If you plan on hiking or backpacking, it’s worth checking out rolling terrain snowshoes. The biggest differences between rolling terrain and flat terrain snowshoes are the binding structure and traction. Rolling terrain snowshoes feature tighter binding range and more crampons for traction on steeper trails.
If you’re an experienced snowshoer, chances are you already know about mountain terrain snowshoes. These shoes are made specifically for taking on very steep, very icy conditions. Both the traction and binding structures are far more involved than the flat and rolling terrain snowshoes.
What to Wear
If there’s one thing you take away from this guide, it’s to wear waterproof boots with your snowshoes. There’s nothing worse then getting all bundled up only to realize three steps in that your feet are soaking wet.
Wool socks will keep your feet toasty in those waterproof boots. Remember your three layers when thinking about what to wear: base, insulation, and outer. For your base layer, start with briefs or underwear, a pair of long underwear, and then your socks. For your insulation layer, look to fleece or wool for your jacket and fleece-lined pants. Your outer layer should be a waterproof jacket or shell with vented waterproof pants. It might sound like a lot, but you can take layers off as you warm up. Better to be too warm than freezing cold.
How to Put on Showshoes
Depending on which type of snowshoes you get, this process will vary. But at the most basic level, every pair of snowshoes comes with bindings and a place to put your foot in. Practice putting on your snowshoes before your hike to get comfortable. There’s usually a small marking on the shoes that will indicate which one is for your right foot and which one is for your left foot. After identifying that, step into one of the shoes, placing the ball of your foot over the center of the shoe bindings. Really aim for the center, as getting your foot too far forward or back in the shoe could cause discomfort for your legs out on the trails.
As mentioned, each type of snowshoe is different, but they will all come with a varying amount of straps. Pull the straps you have tight across your foot—they should feel snug, like the shoe is an extension of your foot, but not too tight. Repeat with your second foot and you’re good to go.
How to Walk Uphill in Snowshoes
Trails.com is not only a great resource for finding places to hike, but it also has a lot of great information around snowshoeing. One standout tip: Make sure to only walk in areas covered in snow. This helps decrease the amount of wear on your traction crampons.
When you’re walking uphill, make sure and stomp a bit as you bring your foot down. This will help plant your shoe as you walk up. You want to make sure your foot is parallel to the slope itself. Keep your feet a little further apart than your usual stride.
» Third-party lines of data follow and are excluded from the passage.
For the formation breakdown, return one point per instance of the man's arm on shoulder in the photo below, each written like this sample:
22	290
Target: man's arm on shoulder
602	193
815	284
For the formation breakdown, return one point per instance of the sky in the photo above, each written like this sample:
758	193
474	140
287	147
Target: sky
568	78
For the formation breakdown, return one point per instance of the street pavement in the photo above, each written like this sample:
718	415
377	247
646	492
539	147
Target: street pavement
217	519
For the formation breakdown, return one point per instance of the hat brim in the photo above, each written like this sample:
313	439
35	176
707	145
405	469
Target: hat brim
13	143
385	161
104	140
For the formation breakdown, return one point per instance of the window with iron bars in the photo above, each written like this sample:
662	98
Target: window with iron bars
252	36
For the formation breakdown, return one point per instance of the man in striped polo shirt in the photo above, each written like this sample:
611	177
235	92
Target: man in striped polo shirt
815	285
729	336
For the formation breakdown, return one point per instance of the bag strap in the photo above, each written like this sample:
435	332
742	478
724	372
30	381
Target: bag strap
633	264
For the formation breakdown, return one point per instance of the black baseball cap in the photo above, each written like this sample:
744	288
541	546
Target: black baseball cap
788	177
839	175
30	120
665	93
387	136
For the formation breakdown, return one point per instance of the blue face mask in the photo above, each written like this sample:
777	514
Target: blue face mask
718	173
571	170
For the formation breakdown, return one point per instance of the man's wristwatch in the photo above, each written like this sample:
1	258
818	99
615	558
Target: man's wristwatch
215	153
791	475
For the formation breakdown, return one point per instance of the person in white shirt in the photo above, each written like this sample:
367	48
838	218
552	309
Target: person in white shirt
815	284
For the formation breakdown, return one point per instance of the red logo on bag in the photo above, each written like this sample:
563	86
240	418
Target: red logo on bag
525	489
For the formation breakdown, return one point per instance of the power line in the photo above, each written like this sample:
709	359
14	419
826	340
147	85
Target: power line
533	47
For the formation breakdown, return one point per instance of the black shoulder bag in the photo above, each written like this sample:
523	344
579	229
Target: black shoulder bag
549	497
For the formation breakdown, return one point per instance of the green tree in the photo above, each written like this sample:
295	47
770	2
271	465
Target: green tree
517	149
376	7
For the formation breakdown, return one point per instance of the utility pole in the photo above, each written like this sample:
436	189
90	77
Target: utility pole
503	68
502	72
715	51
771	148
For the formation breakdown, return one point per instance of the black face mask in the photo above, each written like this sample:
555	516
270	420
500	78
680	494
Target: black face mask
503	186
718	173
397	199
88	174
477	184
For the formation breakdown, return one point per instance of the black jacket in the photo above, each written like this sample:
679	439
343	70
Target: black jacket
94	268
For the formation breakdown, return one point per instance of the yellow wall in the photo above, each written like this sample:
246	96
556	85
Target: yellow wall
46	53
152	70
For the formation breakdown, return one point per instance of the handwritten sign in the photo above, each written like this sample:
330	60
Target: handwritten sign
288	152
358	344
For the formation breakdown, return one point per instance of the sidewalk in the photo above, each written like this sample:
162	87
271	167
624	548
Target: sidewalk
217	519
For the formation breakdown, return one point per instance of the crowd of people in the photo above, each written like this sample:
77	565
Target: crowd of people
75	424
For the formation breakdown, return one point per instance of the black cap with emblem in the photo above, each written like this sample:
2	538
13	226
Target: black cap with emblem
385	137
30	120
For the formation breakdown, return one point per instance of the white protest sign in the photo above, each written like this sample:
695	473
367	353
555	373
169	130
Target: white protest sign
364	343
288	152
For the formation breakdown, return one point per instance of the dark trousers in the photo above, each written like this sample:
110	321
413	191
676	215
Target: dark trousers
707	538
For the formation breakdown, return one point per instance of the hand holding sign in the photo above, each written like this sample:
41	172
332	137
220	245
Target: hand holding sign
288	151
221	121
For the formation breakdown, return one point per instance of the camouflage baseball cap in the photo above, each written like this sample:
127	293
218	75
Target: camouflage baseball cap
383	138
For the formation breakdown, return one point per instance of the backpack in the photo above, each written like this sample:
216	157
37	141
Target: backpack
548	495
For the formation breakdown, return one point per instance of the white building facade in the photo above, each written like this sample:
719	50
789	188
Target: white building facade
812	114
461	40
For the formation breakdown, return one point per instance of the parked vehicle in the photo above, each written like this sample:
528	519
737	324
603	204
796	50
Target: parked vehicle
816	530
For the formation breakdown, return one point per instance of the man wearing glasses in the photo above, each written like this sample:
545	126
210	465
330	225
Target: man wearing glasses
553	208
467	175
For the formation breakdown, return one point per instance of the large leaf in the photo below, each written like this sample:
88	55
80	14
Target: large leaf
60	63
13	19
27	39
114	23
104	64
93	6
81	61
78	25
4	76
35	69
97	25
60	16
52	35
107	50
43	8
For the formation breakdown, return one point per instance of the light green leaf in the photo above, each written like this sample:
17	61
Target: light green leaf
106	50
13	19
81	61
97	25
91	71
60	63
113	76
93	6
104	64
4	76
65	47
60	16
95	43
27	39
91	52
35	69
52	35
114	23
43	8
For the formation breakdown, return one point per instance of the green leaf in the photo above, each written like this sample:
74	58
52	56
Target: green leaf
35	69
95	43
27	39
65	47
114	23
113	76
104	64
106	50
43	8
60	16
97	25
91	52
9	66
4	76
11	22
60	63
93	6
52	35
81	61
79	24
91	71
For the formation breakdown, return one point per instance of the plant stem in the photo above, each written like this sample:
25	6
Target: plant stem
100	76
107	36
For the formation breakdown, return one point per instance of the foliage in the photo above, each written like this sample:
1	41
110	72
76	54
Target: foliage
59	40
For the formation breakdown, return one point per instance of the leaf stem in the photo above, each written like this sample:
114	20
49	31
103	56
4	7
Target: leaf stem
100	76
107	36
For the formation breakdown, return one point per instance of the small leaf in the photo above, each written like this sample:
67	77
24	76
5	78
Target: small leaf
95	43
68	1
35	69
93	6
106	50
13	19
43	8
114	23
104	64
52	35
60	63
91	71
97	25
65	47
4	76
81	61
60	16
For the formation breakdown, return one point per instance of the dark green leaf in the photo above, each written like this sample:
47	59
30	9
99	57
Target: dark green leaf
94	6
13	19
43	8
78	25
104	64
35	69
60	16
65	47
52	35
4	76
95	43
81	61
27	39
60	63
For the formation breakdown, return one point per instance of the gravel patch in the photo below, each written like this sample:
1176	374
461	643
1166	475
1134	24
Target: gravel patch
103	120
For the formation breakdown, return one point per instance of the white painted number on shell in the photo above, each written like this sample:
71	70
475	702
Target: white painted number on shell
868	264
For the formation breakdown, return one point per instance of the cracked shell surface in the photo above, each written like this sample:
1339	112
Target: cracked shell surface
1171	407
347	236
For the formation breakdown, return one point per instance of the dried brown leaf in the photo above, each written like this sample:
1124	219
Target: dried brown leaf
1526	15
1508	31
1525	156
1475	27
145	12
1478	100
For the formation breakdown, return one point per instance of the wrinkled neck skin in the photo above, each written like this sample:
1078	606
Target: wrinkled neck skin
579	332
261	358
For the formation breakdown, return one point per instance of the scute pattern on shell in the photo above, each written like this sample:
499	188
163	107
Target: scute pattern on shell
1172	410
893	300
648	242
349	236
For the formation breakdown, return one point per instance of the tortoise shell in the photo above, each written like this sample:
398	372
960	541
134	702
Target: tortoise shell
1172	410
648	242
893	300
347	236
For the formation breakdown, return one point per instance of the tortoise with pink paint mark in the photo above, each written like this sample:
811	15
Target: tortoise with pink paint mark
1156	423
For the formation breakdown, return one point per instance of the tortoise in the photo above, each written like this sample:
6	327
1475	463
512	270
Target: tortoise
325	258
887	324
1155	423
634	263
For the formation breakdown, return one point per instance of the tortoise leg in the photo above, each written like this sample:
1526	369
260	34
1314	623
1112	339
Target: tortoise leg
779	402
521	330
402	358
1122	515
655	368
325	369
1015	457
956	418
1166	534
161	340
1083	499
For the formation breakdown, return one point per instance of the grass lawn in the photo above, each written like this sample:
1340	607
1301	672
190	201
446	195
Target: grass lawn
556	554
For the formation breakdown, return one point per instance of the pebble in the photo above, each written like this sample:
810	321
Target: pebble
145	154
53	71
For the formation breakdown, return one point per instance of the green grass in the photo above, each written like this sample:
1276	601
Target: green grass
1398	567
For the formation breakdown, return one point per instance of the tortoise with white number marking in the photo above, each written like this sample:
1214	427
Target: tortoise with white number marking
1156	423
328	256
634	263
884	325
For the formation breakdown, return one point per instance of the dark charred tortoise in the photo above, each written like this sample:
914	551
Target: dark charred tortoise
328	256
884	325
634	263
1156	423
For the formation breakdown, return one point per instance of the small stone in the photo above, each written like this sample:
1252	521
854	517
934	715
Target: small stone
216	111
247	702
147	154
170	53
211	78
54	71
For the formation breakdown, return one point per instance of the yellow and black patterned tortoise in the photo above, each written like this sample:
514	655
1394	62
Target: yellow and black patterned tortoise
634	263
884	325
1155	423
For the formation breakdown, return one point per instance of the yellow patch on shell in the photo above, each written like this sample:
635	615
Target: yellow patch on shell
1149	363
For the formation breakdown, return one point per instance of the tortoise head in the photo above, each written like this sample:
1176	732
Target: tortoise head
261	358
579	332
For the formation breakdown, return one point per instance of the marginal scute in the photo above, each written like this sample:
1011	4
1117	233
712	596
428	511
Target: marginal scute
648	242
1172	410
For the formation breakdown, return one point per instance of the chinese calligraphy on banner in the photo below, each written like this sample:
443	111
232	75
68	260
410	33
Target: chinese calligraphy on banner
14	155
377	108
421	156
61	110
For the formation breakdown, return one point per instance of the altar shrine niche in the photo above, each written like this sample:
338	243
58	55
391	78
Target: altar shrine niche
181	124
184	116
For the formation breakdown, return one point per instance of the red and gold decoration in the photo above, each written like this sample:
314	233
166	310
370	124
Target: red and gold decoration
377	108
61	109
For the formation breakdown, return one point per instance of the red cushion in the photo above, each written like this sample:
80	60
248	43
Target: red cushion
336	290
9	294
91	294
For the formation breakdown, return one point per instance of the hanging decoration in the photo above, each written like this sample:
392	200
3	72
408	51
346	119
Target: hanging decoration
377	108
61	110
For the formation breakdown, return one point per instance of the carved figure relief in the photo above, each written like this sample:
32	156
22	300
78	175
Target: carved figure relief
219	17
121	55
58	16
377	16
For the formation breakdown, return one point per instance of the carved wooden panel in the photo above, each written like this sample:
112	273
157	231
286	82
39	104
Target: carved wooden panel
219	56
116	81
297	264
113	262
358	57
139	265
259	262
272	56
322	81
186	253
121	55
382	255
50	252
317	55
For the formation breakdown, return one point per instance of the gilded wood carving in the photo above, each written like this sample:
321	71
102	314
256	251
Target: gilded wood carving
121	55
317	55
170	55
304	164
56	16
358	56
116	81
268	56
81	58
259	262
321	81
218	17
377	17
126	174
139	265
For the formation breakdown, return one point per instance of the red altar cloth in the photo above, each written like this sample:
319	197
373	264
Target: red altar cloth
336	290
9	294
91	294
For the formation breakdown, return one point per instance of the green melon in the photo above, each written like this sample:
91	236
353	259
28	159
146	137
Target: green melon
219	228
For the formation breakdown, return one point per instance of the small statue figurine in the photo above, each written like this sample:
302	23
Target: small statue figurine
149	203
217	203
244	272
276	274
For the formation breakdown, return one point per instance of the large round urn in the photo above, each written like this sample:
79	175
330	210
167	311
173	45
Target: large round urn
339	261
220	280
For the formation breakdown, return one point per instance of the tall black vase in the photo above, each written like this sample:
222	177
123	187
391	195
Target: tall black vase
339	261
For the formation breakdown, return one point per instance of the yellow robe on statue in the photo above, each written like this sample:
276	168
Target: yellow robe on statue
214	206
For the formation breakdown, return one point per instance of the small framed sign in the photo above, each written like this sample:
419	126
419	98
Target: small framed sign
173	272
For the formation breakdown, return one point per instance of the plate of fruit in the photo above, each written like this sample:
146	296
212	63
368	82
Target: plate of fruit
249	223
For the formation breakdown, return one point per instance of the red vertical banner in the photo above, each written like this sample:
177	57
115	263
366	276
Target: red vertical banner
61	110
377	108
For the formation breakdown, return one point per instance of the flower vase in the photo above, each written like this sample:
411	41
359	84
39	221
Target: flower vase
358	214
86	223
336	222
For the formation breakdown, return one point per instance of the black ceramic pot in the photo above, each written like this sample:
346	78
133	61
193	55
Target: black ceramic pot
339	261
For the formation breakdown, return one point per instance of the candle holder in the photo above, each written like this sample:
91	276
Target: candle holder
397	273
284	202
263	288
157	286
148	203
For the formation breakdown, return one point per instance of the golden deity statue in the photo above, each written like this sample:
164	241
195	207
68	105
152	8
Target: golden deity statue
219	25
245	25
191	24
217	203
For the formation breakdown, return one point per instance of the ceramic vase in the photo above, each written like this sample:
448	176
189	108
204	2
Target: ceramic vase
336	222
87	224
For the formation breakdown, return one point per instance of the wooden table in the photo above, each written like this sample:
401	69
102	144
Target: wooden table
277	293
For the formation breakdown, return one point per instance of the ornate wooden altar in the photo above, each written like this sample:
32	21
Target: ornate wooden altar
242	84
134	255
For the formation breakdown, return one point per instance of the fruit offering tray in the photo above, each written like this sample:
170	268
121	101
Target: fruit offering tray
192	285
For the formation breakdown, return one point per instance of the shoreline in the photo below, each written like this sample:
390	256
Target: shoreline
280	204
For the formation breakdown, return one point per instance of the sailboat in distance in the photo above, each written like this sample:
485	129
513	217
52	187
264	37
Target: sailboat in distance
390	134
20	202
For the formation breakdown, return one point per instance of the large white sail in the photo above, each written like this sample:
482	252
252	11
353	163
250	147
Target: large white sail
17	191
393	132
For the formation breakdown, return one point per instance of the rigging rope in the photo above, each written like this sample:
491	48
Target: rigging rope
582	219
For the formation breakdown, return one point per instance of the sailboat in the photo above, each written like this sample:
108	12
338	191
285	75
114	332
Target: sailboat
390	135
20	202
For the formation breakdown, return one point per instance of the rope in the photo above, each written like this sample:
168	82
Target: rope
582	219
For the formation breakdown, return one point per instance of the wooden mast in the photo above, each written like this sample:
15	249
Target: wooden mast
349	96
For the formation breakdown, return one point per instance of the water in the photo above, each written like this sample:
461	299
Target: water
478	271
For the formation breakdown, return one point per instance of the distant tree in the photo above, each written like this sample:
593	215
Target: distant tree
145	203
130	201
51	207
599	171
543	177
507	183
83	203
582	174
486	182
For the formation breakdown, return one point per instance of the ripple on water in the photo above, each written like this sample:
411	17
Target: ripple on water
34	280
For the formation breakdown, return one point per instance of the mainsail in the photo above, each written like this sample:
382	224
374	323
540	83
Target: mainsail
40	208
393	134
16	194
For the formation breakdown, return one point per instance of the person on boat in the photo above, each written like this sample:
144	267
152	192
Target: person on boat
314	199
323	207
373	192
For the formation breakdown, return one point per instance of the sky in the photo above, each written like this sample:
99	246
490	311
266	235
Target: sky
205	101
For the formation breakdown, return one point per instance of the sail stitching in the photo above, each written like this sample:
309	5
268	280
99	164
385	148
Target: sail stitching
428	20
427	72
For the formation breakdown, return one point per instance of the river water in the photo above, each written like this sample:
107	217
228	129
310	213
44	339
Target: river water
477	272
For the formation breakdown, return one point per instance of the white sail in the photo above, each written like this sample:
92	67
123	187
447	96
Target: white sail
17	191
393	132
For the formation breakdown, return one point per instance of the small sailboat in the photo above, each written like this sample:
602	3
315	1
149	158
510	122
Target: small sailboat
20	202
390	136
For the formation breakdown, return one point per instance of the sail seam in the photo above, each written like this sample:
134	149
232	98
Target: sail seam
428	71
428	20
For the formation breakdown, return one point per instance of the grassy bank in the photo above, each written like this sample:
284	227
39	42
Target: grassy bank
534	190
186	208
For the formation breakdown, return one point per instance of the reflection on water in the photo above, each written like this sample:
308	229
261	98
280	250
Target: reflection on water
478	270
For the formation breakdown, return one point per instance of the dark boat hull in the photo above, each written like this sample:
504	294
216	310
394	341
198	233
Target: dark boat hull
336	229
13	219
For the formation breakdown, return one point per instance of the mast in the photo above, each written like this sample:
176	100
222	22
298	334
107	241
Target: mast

How to Walk Downhill in Showshoes
Like with uphill walking, you’ll want to make sure and include that crampon-securing stomp as you walk downhill. Take it slow, keep your feet wide and parallel to the slope, and you’ll do just fine. If you’re navigating icy terrain, the stomp is extra important. You want to make sure your crampon is firmly attached to the ice before moving on to your next step.
Bring Poles for Steadier Walking
If you’re worried about uphill, downhill, or flat terrain walking, snowshoe poles are a great option. They offer additional support for beginners and experts alike. Retailer and sport outfitter Eastern Mountain Sports suggests looking for adjustable poles. You’ll want to range of height to easily adjust for the places your hiking—and for easier storage. One thing to note is the basket size. The basket is the wafer-like section above the point of your pole. Larger baskets are better for snowshoeing in that they keep your pole from sinking too far into the snow.
Share the Trail-Breaking Responsibilities
Head to a popular destination and it’s likely you’ll find pre-broken trails just waiting for snowshoers. But if you’re lazing your own trail, remember that you’ll want to share the trail-breaking with your snowshoeing partner. Just like a lead cyclist will break the wind draft for the following cyclists, you’ve got to pound some of that snow down as you walk through it—and it’s a more grueling activity than you’d think. Set up a system with your hiking group to avoid over-working anyone.
All of these notes are important, but don’t get lost in the details. Once you’re all set, remember to take some time to enjoy the scenery—that what it’s all about, after all.